A handsome face with piercing blue eyes smiled at me. “No problem,” the man said before turning back to his conversation. I gaped. Neil Armstrong. I looked at Johnny and jerked my eyes toward Neil.
“What?” Johnny cocked his head like a curious hound dog.
“Neil Armstrong.” I moved my lips but made no sound. I didn’t want the
original moon walker to know I was gushing over him.
I pulled Johnny over to the side of the room.
“It’s Neil Armstrong,” I whispered.
“There.” My finger shook as I pointed to one dark suit out of hundreds.
“Are you sure?”
Dinner was in a huge room with dozens of round tables gathered around a small stage. We found our places and sat down. A beautiful woman was to my left. Her husband was the youngest pilot to fly the hump during World War II. He looked like our next door neighbor.
John Glenn sat across the room on the other side of the aisle. Joe Kittinger and his pretty young wife were at a table behind us. He wore his medal around his neck on a red, white and blue ribbon. I smiled and waved to them.
Joe Foss spoke from the stage, his Medal of Honor glistening on his chest. Inductee Robin Olds was two tables over, surrounded by old drinking buddies. Neil Armstrong participated in the program, thirty-two summers after stepping off the LEM and into history.

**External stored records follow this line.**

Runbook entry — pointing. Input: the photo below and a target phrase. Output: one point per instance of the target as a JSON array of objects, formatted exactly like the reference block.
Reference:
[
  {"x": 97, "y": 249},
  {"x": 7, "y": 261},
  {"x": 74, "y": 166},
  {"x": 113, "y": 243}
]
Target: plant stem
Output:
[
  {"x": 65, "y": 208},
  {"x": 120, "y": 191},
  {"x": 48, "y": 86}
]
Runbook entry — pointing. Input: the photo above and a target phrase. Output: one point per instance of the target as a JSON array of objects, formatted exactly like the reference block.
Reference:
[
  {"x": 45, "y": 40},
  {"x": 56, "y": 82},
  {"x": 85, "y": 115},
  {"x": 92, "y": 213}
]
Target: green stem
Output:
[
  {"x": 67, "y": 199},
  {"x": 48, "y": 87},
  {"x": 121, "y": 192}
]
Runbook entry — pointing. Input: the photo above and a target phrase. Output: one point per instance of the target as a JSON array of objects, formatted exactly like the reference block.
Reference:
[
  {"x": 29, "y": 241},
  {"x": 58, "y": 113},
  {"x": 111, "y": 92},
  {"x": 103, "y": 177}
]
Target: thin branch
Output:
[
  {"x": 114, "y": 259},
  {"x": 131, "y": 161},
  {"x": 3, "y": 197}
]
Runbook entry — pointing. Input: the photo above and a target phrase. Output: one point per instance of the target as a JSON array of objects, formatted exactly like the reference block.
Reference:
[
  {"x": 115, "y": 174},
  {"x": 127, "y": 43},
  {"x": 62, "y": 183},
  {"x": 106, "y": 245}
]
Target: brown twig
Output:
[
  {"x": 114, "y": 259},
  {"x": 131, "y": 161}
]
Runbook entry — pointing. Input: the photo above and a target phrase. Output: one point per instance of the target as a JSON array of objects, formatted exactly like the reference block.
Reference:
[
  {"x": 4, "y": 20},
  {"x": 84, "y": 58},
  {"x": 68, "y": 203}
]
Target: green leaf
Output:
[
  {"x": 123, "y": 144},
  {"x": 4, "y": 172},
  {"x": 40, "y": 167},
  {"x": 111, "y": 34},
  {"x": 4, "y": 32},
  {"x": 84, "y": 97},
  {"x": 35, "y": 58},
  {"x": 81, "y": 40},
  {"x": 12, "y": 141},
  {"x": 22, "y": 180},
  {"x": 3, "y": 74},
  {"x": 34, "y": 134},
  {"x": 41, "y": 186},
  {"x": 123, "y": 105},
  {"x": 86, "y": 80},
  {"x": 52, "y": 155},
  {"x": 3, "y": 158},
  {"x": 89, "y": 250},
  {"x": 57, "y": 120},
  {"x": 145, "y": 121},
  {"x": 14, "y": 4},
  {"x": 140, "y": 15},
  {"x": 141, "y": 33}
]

Poems and anthems supplemented the speeches. Then, suddenly, the two-hour ceremony was over. The hall was warm. Johnny was eager to get rid of the unaccustomed cummerbund. I stood up, wobbling in my high-heeled strap sandals. We bade farewell to our table mates and wound our way toward the exit. At the door, I turned for one last look.
My heroes filled the flag-festooned room with their family and friends. Uncomfortable in their fancy clothes, shy and proud in front of their loved ones, they seemed as frail and human as me. I stood there -- awestruck at the magnitude of their accomplishments. They WERE ordinary. Imagine that.